Subject: Re: SE Linux vs SE NetBSD !!
To: John Nemeth <jnemeth@victoria.tc.ca>
From: Travis H. <solinym@gmail.com>
List: tech-security
Date: 08/30/2006 16:45:22
On 8/29/06, John Nemeth <jnemeth@victoria.tc.ca> wrote:
> } For example, we know in advance that sendmail will write to mail
> } spool files in /var/spool/mail.  And that it binds to TCP port 25.
>      We do?  Glad you know that.  As a point of fact, sendmail will do
> no such thing.  It will call an LDA (Local Delivery Agent) to do this.

Actually I knew that, having found a vuln (race condition) in NetBSD's
mail.local and having posted about it in bugtraq back in the early
90s.  It wasn't terribly relevant to the explanation, but you get a
star for dropping some mad sendmail science on my apparently
ignorant self.  Wear it with pride. -> *

>      However, that doesn't mean they don't need protection.  It is well
> known that many attacks come from inside the firewall.

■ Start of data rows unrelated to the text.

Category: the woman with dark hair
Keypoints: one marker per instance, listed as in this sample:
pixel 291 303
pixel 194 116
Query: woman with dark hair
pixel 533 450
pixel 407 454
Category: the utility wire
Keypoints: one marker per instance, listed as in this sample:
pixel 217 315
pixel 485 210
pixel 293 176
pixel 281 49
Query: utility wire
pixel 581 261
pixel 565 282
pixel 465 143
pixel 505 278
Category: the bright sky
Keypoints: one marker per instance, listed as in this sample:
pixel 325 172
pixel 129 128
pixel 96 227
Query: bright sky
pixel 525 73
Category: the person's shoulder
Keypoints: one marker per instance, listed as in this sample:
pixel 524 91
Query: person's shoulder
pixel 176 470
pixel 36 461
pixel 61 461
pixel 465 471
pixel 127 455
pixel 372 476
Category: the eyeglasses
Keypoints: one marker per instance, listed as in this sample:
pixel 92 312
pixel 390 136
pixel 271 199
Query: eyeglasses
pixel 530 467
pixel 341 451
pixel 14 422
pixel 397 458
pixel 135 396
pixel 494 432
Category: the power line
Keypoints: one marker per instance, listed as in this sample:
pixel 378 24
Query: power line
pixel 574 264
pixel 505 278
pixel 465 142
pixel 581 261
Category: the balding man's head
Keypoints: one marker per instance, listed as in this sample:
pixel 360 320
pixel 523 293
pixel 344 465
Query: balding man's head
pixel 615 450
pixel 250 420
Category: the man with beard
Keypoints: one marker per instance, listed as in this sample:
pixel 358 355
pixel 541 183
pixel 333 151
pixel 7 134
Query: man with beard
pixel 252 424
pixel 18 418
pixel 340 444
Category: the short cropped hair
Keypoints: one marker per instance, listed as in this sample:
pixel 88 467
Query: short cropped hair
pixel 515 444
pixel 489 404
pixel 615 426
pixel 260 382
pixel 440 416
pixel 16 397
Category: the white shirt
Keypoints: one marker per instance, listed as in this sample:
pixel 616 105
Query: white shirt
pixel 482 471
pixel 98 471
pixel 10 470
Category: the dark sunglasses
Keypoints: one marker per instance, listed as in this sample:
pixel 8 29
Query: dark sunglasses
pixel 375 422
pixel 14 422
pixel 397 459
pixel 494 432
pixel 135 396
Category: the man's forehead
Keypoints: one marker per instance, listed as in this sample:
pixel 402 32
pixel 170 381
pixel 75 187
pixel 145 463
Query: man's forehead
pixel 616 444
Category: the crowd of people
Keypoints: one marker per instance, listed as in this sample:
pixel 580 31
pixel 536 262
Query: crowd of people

I have heard the "insider threat" argument a lot, and it appears that
various vendors attempting to sell products will bandy some statistic
or another about this.  If my NIDS showed someone rooting my servers,
they'd have a chat with me and my LART (luser attitude readjustment
tool).

You're right, it doesn't mean they don't need protection, which is why I said
"as much attention" instead of "no attention".

There's lots of cases where the perimeter is breached.  A big one is
road warrior
salespeople who bring worms in on their laptops, and Windows users who
execute malware.

> Of course, for
> real security, you shouldn't be using plain NFS.  Also, we don't know
> when somebody might breach the firewall or the firewall administrator
> might make a mistake.  Defense in depth and all that.

All true.

What options exist apart from NFS and SMB?  I think there was one
called coda, and AFS, and Linux has sshfs (requires a kernel module on
the client)... anything else?

I'd really like to see a filesystem that exports all the attributes of
the fs it is
exporting.  Right now all my files from the NFS server are typed nfs_t, not
what they are typed as they appear on the file server.  I suppose NFS doesn't
support either the lsattr kind of attributes, nor the SELinux kind.
-- 
"If you're not part of the solution, you're part of the precipitate."